Baird is a writer, living in Northern California, who has too many stories that want to be written. She multitasks as much as possible.

Wednesday, August 3, 2011

Alex and the zebra

By Steve Isaak


(for Eliza Rain Brecheisen)


Alex, six, playing with dolls in her playground, saw the light purple zebra, standing in the plains beyond the high cyclone fence bordering her backyard.

She dropped her dolls and watched the purple zebra.

The zebra appeared to be a colt – a male foal – rubbing noses with his mother, who happily made blowing noises through her loose equine lips.

His mother, like the rest of their herd, was white with black stripes.

He’s different from the others, like me, the adopted Asian girl thought. Why is he different?

Raising their long necks, the ostriches, who’d been grazing near the zebras, hissed warnings: predators approaching.

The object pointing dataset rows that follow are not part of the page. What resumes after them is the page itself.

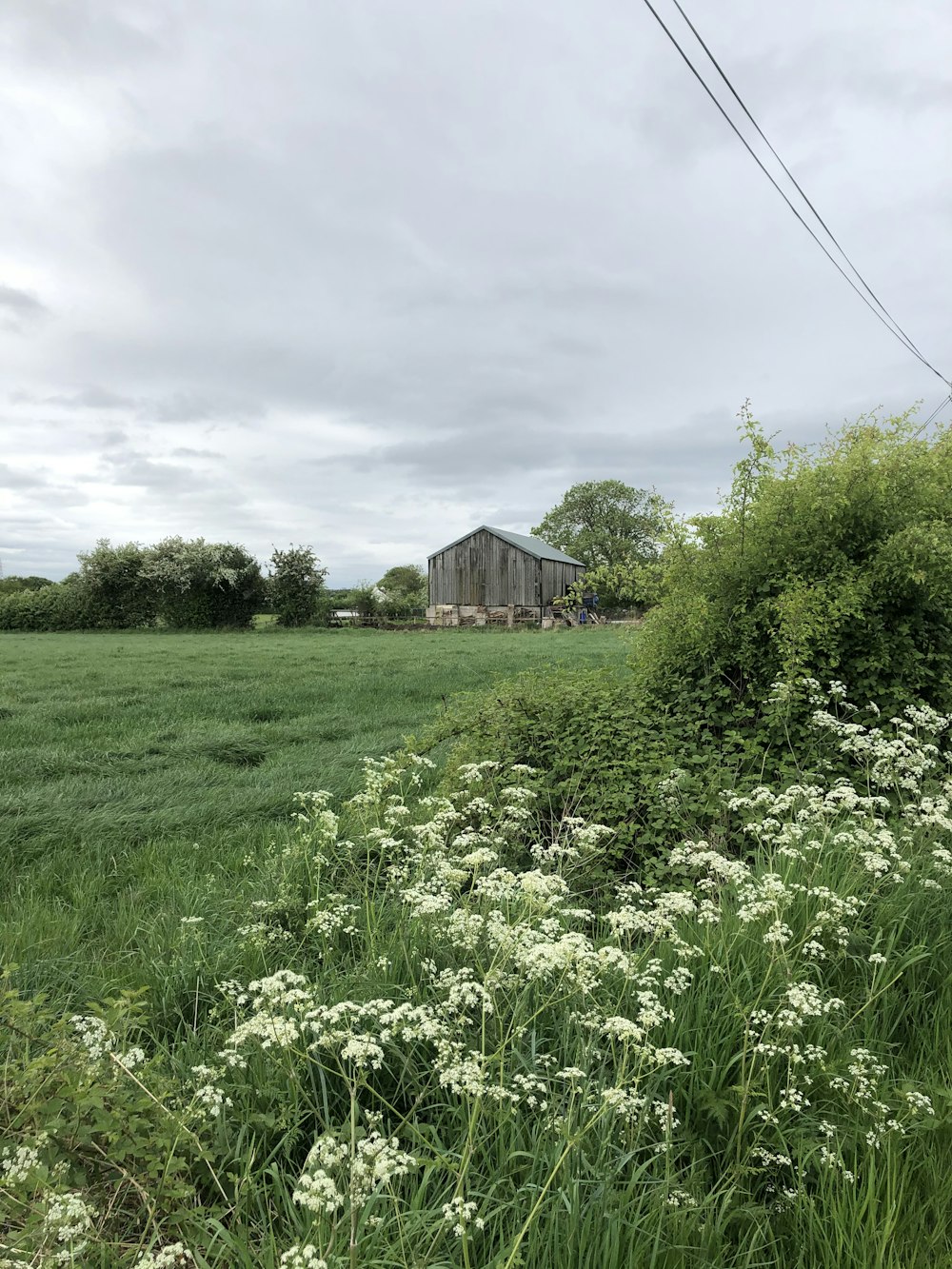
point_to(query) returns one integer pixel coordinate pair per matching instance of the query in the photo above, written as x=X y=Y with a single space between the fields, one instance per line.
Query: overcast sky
x=365 y=274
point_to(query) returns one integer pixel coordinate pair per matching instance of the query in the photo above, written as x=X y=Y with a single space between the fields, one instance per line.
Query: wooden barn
x=494 y=568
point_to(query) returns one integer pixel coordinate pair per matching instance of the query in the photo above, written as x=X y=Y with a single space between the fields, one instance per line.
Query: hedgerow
x=446 y=1041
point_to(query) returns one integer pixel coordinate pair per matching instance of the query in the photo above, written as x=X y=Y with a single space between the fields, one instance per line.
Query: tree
x=204 y=584
x=605 y=522
x=296 y=585
x=833 y=564
x=120 y=595
x=365 y=599
x=404 y=586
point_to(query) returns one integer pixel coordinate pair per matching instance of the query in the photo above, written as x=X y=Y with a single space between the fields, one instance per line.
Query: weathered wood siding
x=556 y=578
x=483 y=568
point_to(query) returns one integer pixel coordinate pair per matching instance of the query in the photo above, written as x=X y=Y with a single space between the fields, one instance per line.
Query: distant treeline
x=194 y=585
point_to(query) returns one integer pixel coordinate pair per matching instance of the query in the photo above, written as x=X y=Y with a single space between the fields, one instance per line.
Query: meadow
x=140 y=769
x=410 y=1021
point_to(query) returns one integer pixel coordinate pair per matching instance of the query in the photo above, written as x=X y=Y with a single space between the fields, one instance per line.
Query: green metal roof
x=524 y=541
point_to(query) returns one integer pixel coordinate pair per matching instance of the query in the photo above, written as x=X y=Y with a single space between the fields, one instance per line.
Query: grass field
x=137 y=770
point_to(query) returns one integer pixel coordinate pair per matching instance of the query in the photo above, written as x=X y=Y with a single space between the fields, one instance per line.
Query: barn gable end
x=495 y=567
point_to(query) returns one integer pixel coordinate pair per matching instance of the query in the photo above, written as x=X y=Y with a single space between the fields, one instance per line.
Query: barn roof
x=531 y=545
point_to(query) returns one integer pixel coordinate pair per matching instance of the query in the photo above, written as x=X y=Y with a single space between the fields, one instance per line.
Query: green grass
x=139 y=770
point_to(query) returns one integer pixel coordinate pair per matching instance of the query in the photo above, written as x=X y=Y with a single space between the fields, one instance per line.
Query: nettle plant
x=464 y=1047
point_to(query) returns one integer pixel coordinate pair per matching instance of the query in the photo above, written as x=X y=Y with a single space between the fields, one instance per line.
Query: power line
x=883 y=316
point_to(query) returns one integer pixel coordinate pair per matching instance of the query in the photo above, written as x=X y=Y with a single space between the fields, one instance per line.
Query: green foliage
x=834 y=564
x=628 y=584
x=10 y=585
x=60 y=606
x=605 y=522
x=121 y=595
x=597 y=753
x=365 y=599
x=296 y=585
x=828 y=565
x=433 y=1031
x=201 y=585
x=404 y=589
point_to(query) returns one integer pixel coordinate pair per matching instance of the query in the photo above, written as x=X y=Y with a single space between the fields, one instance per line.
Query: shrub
x=461 y=1050
x=201 y=584
x=296 y=585
x=828 y=565
x=59 y=606
x=404 y=589
x=365 y=599
x=10 y=585
x=121 y=595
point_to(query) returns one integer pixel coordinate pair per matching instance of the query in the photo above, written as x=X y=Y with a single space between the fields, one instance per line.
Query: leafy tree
x=404 y=586
x=13 y=584
x=120 y=594
x=296 y=585
x=605 y=522
x=628 y=584
x=830 y=564
x=204 y=584
x=365 y=599
x=59 y=606
x=834 y=564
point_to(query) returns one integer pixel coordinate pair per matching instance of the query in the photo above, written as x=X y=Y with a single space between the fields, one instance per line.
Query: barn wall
x=558 y=576
x=483 y=568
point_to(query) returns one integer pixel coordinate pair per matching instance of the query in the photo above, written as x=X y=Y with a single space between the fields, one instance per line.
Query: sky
x=365 y=274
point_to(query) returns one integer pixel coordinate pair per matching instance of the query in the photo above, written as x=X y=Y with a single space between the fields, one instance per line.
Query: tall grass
x=441 y=1040
x=140 y=770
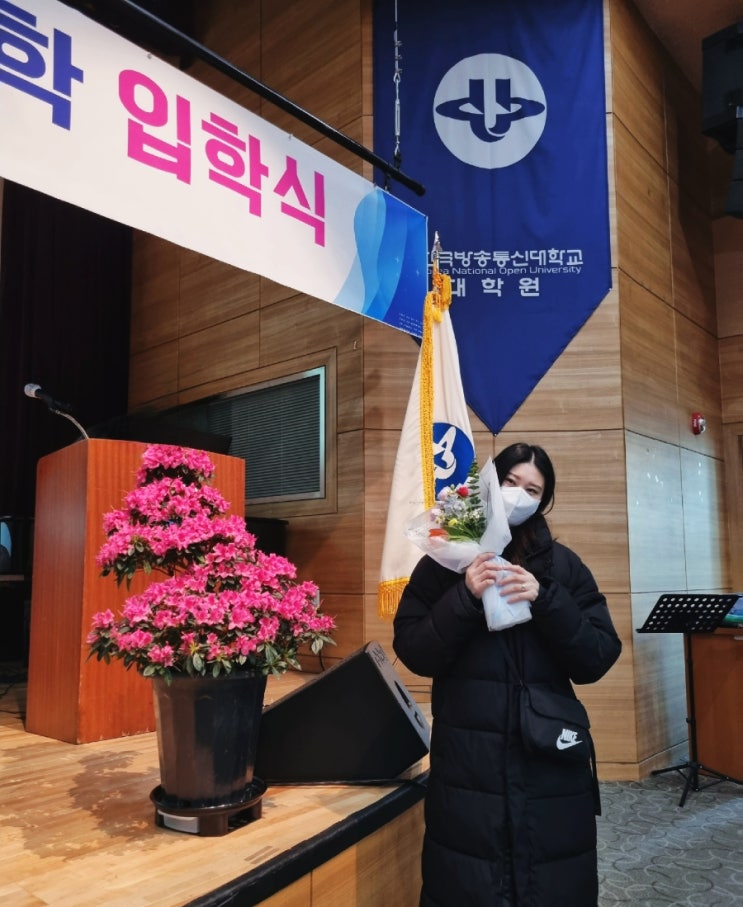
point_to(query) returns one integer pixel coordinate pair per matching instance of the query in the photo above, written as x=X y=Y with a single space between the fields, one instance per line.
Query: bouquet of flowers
x=223 y=606
x=469 y=519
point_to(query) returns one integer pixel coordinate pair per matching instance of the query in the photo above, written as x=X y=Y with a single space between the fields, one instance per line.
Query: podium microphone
x=35 y=391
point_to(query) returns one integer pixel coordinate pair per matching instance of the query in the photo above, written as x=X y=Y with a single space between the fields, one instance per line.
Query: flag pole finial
x=436 y=250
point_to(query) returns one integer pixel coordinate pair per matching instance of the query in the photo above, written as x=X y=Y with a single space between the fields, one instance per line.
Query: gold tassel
x=388 y=596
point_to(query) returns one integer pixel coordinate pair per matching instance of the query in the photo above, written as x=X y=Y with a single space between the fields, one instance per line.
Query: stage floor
x=78 y=826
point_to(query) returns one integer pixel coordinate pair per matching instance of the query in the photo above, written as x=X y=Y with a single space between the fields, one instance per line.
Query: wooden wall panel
x=637 y=80
x=211 y=291
x=660 y=687
x=153 y=376
x=390 y=358
x=728 y=246
x=643 y=232
x=232 y=30
x=648 y=363
x=731 y=374
x=155 y=278
x=610 y=702
x=301 y=325
x=225 y=348
x=311 y=52
x=698 y=386
x=686 y=149
x=693 y=262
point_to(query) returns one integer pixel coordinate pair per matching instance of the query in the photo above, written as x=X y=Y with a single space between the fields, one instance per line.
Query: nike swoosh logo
x=562 y=745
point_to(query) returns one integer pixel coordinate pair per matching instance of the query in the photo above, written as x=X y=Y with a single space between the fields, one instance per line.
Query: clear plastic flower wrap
x=469 y=519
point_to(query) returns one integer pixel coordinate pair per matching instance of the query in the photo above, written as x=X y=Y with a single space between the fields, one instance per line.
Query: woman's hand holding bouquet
x=469 y=520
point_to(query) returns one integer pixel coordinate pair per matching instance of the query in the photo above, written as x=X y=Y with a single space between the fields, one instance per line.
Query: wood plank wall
x=637 y=493
x=668 y=335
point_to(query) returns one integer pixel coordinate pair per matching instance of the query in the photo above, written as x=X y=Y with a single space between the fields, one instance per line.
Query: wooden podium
x=71 y=698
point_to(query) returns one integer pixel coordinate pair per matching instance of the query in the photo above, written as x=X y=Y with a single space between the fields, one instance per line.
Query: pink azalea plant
x=224 y=605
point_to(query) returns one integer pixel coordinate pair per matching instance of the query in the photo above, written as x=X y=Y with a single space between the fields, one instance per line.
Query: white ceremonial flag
x=436 y=447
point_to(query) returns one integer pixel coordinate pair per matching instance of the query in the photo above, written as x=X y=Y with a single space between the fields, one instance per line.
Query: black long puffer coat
x=505 y=829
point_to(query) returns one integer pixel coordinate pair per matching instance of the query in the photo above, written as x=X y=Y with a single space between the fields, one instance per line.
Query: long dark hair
x=524 y=536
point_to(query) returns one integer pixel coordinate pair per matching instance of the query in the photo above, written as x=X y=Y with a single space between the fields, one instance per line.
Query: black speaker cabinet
x=354 y=722
x=722 y=84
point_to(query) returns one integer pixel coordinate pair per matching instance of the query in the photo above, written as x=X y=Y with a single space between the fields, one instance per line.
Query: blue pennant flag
x=502 y=117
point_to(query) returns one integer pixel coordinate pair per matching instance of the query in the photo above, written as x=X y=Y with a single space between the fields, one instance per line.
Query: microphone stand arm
x=72 y=419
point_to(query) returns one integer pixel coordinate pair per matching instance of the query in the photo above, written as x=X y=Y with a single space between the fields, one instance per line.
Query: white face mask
x=519 y=505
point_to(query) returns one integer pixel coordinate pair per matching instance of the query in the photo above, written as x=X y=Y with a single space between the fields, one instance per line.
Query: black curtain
x=65 y=288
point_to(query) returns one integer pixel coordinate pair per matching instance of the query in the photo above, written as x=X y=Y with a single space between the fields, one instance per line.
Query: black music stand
x=689 y=613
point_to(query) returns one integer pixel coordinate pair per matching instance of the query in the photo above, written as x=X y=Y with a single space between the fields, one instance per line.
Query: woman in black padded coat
x=504 y=828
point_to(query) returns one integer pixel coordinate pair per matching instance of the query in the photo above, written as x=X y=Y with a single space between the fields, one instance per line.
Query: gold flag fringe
x=437 y=301
x=388 y=596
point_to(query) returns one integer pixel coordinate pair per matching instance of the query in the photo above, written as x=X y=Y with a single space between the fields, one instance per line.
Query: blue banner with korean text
x=499 y=110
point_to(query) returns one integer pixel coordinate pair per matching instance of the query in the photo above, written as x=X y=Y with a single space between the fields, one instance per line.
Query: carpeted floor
x=655 y=853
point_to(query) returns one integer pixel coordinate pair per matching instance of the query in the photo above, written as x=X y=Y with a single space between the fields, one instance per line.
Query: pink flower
x=223 y=604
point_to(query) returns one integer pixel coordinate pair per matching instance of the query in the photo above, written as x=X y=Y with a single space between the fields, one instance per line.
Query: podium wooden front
x=71 y=698
x=718 y=675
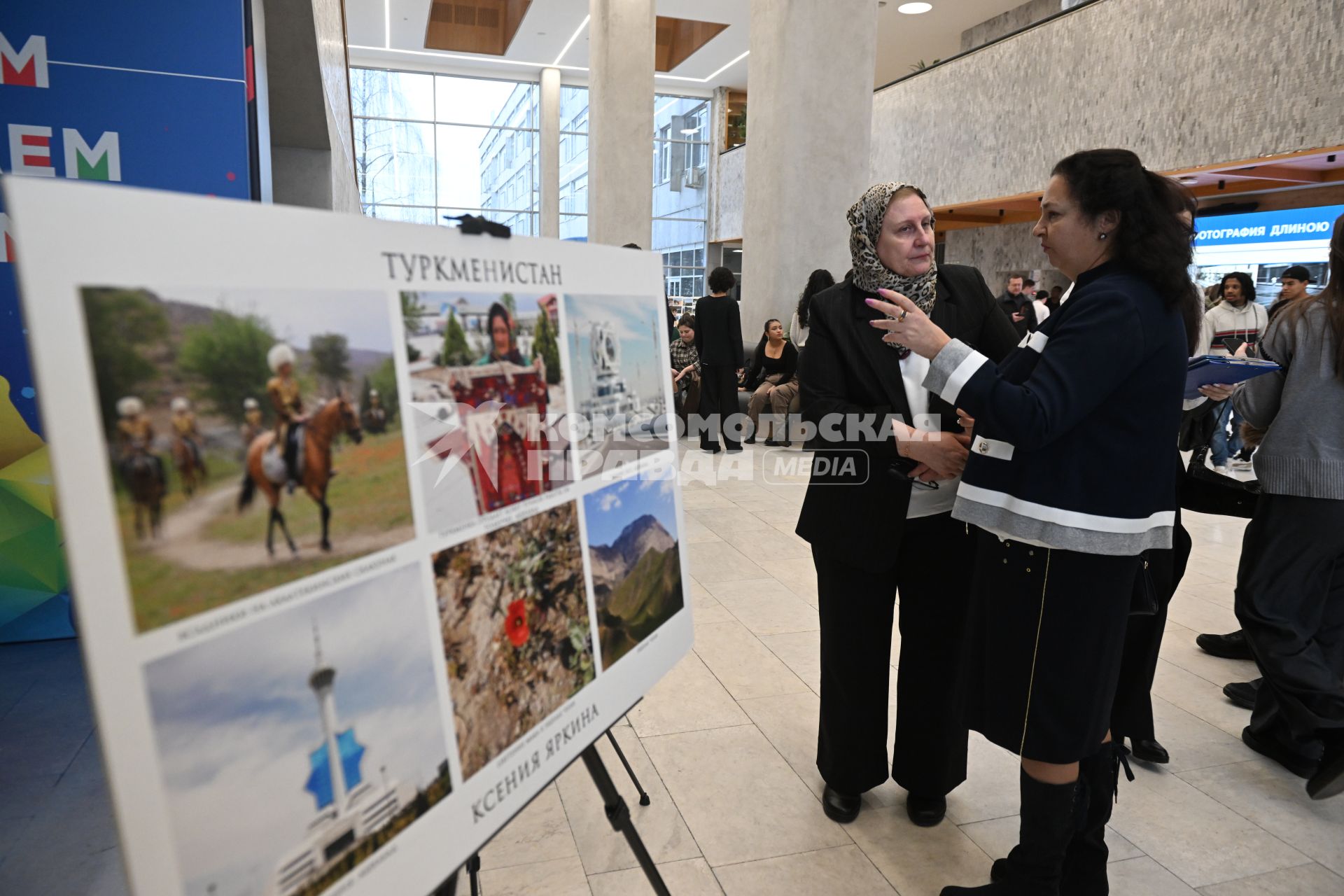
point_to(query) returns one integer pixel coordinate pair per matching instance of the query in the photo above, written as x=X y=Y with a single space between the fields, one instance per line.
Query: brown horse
x=186 y=458
x=320 y=430
x=144 y=477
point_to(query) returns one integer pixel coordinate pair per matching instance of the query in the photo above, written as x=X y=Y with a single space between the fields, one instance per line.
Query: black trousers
x=1132 y=716
x=718 y=402
x=857 y=606
x=1291 y=603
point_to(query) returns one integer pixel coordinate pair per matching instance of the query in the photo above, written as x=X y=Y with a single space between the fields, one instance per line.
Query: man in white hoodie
x=1236 y=316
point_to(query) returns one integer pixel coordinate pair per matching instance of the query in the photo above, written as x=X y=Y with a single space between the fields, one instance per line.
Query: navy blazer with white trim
x=1074 y=429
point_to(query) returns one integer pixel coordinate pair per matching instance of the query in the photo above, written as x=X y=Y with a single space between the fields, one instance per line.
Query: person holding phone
x=1060 y=538
x=876 y=514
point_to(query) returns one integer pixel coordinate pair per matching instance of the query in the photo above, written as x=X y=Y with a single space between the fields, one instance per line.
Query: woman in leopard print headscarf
x=870 y=273
x=874 y=531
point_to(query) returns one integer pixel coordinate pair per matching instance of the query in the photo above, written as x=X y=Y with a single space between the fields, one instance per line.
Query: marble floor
x=724 y=746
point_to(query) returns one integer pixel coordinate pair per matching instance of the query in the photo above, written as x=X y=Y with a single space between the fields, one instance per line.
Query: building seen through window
x=432 y=146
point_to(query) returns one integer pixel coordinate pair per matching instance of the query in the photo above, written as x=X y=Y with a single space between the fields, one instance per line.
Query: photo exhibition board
x=350 y=597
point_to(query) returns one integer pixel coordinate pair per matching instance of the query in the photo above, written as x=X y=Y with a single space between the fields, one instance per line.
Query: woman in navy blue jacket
x=1070 y=479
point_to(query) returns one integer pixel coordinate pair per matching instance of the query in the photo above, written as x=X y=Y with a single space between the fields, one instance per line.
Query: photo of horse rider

The birds hightailed it, their brown butterball bellies and wings shaking. Seconds later, the zebras, with accompanying whinnies and loud snorts, followed the ostriches.

Alex ran inside her house to tell her red-haired mother, Stephanie, about what she’d seen.

Stephanie paused in her vegetable cutting to kneel beside her daughter, smiling and pulling Alex close when the little girl, breathless, finished her tale.

“That’s great,” Stephanie said. “Why don’t you draw some pictures of them?”

Thus began Alex’s famous career obsessions: purple zebras and painting them.

She never saw a real live purple zebra again.